Олав подошел к ней и высоко поднял ее правую руку с браслетом, чтобы все могли видеть; торжествующие крики зазвучали сильнее. Гуннхильд стояла у очага посреди палаты, между столбов, на которых были вырезаны подвиги Тора; гости Атли Сухопарого приветствовали ее как будущую королеву Норвегии. Олав пригласил Сигурда-ярла подойти и торжественно передал ему руку Гуннхильд – левую – в знак согласия на ее брак с Хаконом Добрым.
– А ведь это забавно – две королевы Норвегии подряд будут носить одно и то же имя! – воскликнул Олав. – Правда, Сигурд-ярл?
– Определенно, в этом можно увидеть волю судьбы! – значительно кивнул тот, пощипывая свою рыжеватую бородку.
Гуннхильд отвела глаза. Лучше бы отец не напоминал ей о предыдущей королеве Норвегии, Гуннхильд, дочери Горма… и вообще о Горме. Потому что при любом упоминании о Кнютлингах на ум ей приходил Харальд, и тогда болезненная тоска вновь пронзала сердце. Так может вспоминать яркое солнце тот, кто обречен прожить всю жизнь во мраке. Но, как говорил мудрый Горм, что о том тужить, чего нельзя воротить?
Теперь оставалось дождаться Харальда. Обеим сторонам было желательно справить свадьбу здесь, в Бьёрко, где свидетелем ее будет сам Бьёрн Шведский, и тогда никто уже не сможет утверждать, что дочь Горма осталась в наложницах Рагнвальда, сына Сигтрюгга.
Радостный Олав пригласил даже больше людей, чем мог вместить дом Атли Сухопарого при всей его обширности, и беспрестанно предлагал все новые развлечения: воинские состязания, лодочные состязания, бой коней, состязания скальдов.

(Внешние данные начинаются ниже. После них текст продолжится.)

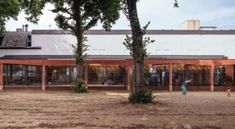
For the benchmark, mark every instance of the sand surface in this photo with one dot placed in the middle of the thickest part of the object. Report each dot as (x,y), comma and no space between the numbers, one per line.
(111,110)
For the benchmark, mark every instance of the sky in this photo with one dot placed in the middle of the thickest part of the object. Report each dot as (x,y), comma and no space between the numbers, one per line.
(160,13)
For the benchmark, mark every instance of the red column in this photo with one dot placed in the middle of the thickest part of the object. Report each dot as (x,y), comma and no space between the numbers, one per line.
(212,77)
(43,77)
(1,76)
(170,78)
(128,77)
(86,75)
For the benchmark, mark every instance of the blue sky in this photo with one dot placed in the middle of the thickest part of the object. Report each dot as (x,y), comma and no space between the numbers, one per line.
(220,13)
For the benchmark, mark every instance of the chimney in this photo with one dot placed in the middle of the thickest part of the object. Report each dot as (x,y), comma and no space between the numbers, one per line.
(26,27)
(191,25)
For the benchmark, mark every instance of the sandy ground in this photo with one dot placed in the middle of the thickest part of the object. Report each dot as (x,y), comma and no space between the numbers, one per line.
(106,110)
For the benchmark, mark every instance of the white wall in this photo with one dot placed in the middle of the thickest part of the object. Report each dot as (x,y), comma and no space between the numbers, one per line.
(113,45)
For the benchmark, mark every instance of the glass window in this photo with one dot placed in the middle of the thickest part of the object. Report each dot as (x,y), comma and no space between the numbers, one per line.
(107,74)
(61,75)
(157,75)
(199,75)
(22,75)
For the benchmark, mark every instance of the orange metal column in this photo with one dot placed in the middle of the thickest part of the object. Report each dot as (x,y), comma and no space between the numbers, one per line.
(212,78)
(170,78)
(128,78)
(86,75)
(1,76)
(43,77)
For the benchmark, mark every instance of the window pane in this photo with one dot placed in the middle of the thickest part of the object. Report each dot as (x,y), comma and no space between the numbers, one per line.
(107,74)
(199,75)
(157,75)
(22,75)
(61,75)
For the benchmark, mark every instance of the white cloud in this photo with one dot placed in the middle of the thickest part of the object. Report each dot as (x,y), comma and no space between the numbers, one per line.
(161,13)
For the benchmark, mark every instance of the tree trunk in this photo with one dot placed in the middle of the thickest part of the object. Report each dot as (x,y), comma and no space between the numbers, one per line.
(138,50)
(79,34)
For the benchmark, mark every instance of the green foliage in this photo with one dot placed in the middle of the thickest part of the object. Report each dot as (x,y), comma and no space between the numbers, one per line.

По торгам, пристаням, улицам Бьёрко каждый день ходили зазывалы, оповещая всех имеющих уши о предстоящем радостном событии. Девушки разбирали вещи, приводя в порядок все приданое, залежавшееся в сундуках. Сразу после свадьбы брата Гуннхильд предстояло отбыть к собственному жениху. Обе почти не говорили о предстоящем, и всякий, кто увидел бы этих двух невест, знатных и красивых, каждой из которых предстояло стать королевой, подумал бы, что они мало радуются своей участи. Но причина заключалась в другом: обе понимали, что кровные распри между конунгами не заканчиваются так легко.
– Но неужели Харальд… просто приедет, выпьет на свадьбе и уедет? – однажды спросила Гуннхильд, не выдержав наплыва тревожных мыслей. – Примет выкуп за Кнута… и уедет?
– Если он так сделает, значит, это вовсе не мой брат Харальд! – в сердцах ответила Ингер. Она не желала обманывать ни себя, ни будущую золовку. – Никогда еще так не бывало, чтобы люди моего рода хранили своих сыновей и братьев в кошельке!